Today I faced a bit of a problem on my IBM UNSW data science problem, I have the feature “project_description” which includes a range of inputs ranging from “FACADE/ROOFS” to “FY16 RESO A IP SURVEILLANCE CAMERA INSTALLATION”. I recently used a automated labelling method for another feature, but this seem too big of a task for this feature. After researching for a bit I’v found another possible solution “Clustering”! So today I want to share a little overview about clustering, all information is from “Data and Knowledge Modeling and Analysis” via University of waterloo and University of North Caroline at Chapel Hill Chpt.7 Clustering techniques.

What is clustering?

It is form of unsupervised learning, which means there is nothing we a trying to predict or classify, rather we are trying to put samples together based on similarity, therefore our data is unlabeled. What does this really mean? In supervised learning our client our label feature “we are trying to predict project failure”, but in unlabeled data they still give use an objective, but there is not specific feature why are trying to predict or classify using.

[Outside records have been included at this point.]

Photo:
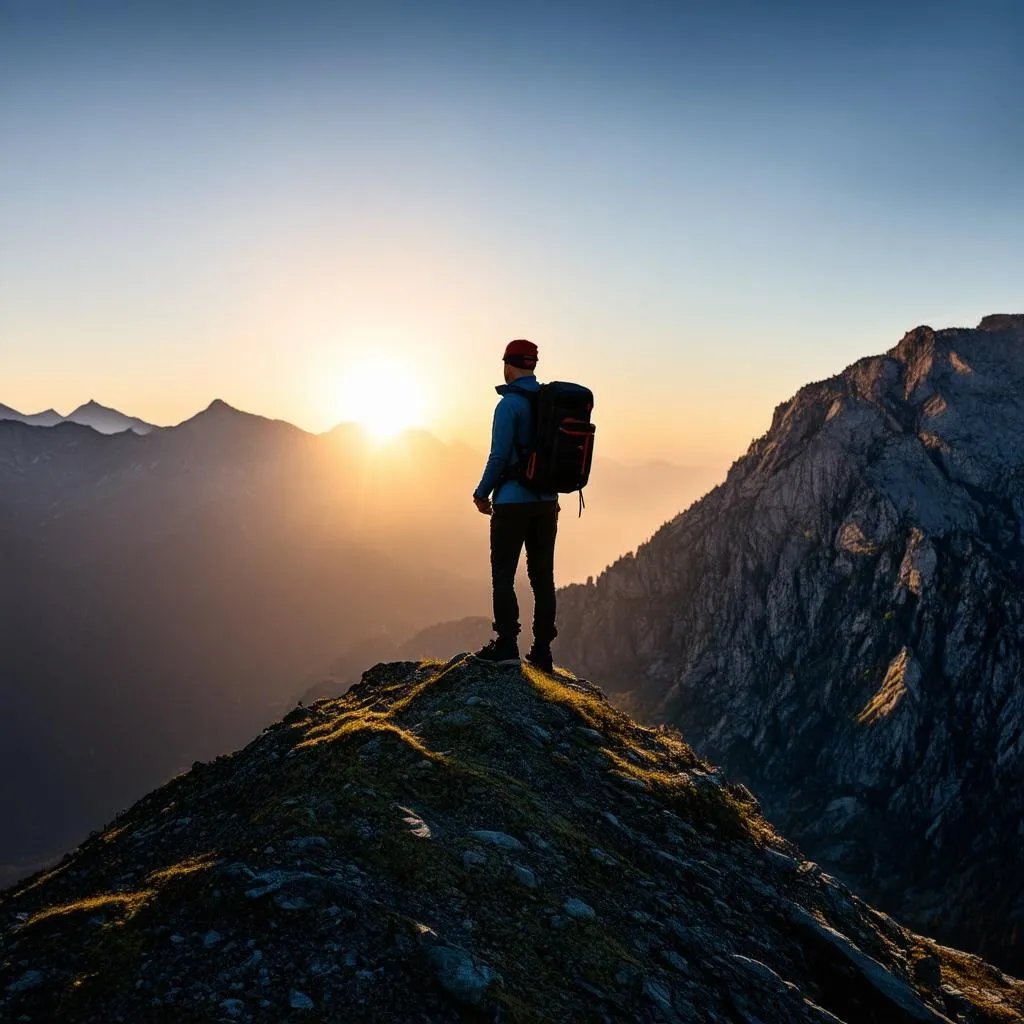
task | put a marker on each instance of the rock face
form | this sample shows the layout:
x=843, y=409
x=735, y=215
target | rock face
x=324, y=872
x=841, y=625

So in a sense we are trying to find inherent structure of the date, even though it may not entirely exist!

Definition of clustering : group of instances based on similarity and dissimilarity.

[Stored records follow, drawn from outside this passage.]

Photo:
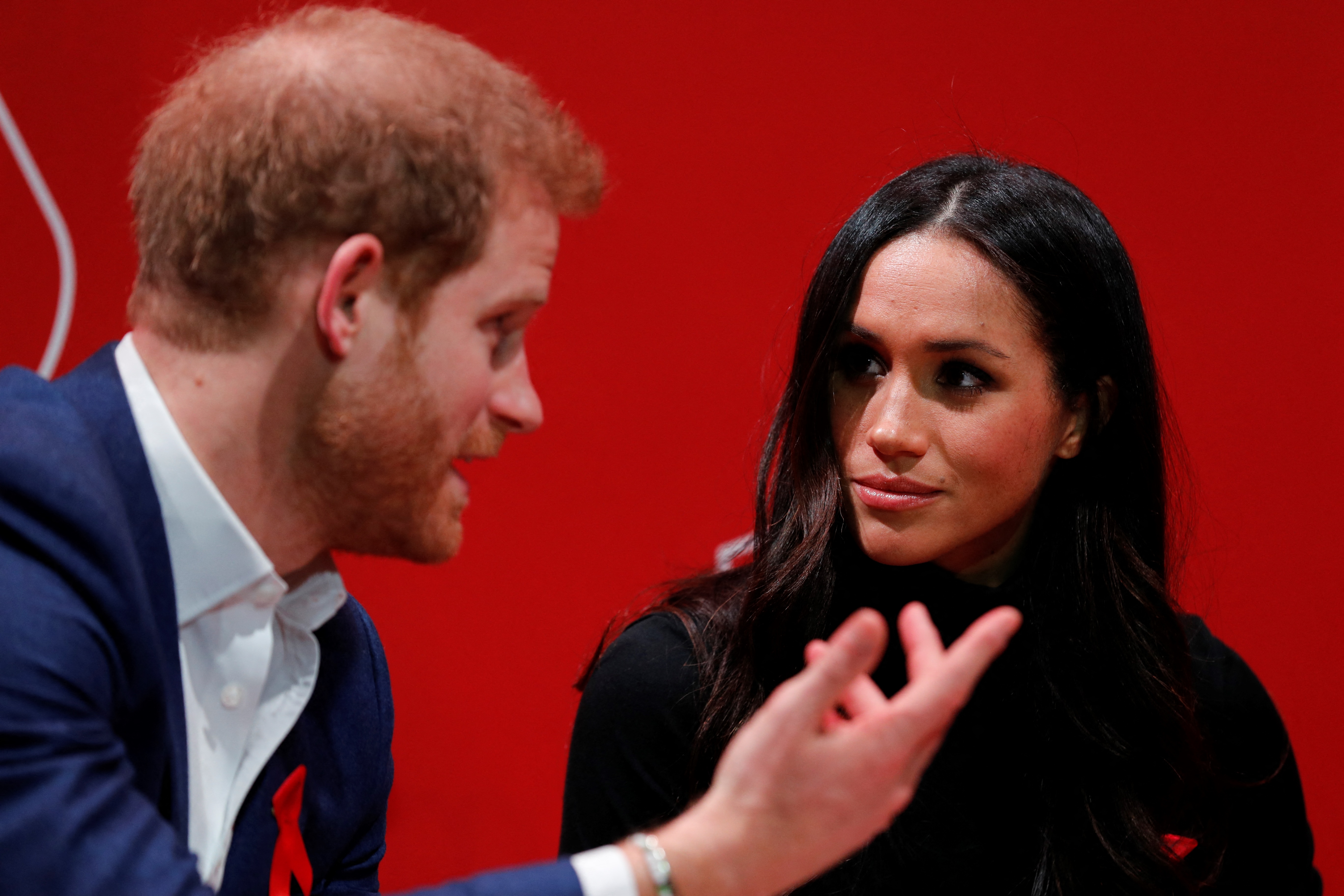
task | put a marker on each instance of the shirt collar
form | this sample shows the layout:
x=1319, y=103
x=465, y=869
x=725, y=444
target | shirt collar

Regularly, clustering is used for market segmentation, that is given a set of data, form groups on with inherent characteristic (features) so that was can maximize return on advertisement.

Types of clustering algorithms

There are four main types of clustering approaches:

  1. Hierarchical Approach
  2. Partitioning Approach
  3. Density based approach
  4. others - NN, Kernal, Affinity Prop

Today I want to give intuition and overview of hierarchical approaches to Clustering

Should I perform clustering on cleaned data or do some transformations?

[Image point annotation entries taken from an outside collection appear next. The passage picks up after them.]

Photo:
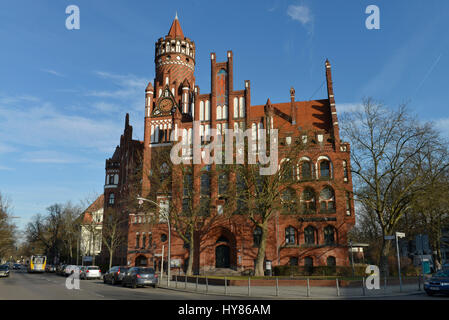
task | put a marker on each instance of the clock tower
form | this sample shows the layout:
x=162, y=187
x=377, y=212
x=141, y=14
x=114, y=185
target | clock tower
x=172, y=93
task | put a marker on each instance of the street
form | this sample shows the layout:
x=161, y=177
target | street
x=21, y=285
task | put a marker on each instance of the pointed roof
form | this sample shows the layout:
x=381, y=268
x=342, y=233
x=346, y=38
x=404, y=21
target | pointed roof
x=175, y=29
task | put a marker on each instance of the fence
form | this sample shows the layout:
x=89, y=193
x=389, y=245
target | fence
x=292, y=288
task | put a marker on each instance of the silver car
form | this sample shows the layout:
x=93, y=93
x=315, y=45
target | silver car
x=90, y=272
x=4, y=271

Clustering can be performed directly on cleaned data, but also can be performed AFTER a dimention reduction algorithm is performed, like PCA. Majority of the times this usually leads to better reduced , since reducing dimentionality reduce non-importanly features and vairacne thus present a more accurate manifold/hyper-plane of the data.

Does Clustering requres a training pahse like supervised learning?

Since we are not trying to predict/classify our goals now is to organise data into groups thus we dont split our datase but rather trying to optimsie division of data with respect to an optimsiation criteria, we choose.

When is clustering performed in a data sciecne pipeline.Permalink

Clustering is usually perofrmed in the exploratory data anlytics stages

Questions to ask when doing Clustering AlgorithmPermalink

Some of the questions we ask priror to starting the clustering algorithm is;

  1. How do we represent patterns? Do we represent them as sets of points?
  2. How we we decided our measure of similarity? Remember in KNN algorithm we use distance in norm to measure
  3. How many cluster to we have? Again similar to KNN we decides the number of neightbour we choose, how do we know this is right?
  4. How do we assess the performance of our clusters? Given we cluster a gorup, then how do we evaluate this?
  5. How do we interpret the results?

Measuring Similarity for Clustering

Similar, to KNN our goals is to put points close to each other in a cluster while far apart points in different cluster, but consequently how would we determine 2 cluster if points are close by. In the examples below one ration method woulc be to cluster data points together (right corner), but how would we seperate the the points seperatly even thought they are as close to each other (middle points).

Hierarchical Algorithms

This methods entails building a “hierarchy” of cluster. Generally, “hierarchy” means to order somethings from highest to lower or from lowest to highest. There are two types of

  1. Agglomerative - lowest to highest; start with a bunch of cluster then move to one cluster using a optimization criteria
  2. Divisive - highest to lowest; start with 1 cluster then divide into multiple cluster using optimization criteria

Visualising the problem

Lets use an simple example, say we want given a client comes to use with customer information. The client ask’s ‘find customer segments for us to create a targeted a marketing strategy’. Now we are given only two features ‘Age’ of customer and ‘Annual Spending’. So the first step is to visualise the two groups.

visualise-cluster

As you can see we only have 8 data-points in this case. Now we that maybe the best approach would be to cluster into maybe 4 clusters,

human-intution-clustering

How would a computer do this?

Agglomerative Hierarchical Algorithms

Generally Agglomerative Hierarchical Algorithms are cateogrised in to these cateogries,

aggol-cateogries

for each graph method (Single/Complete/Grouped-Average) is present different methods of measuring simialirty, which leads to disicions of merging clusters. Which method you chose can chnages they way a cluster is merged.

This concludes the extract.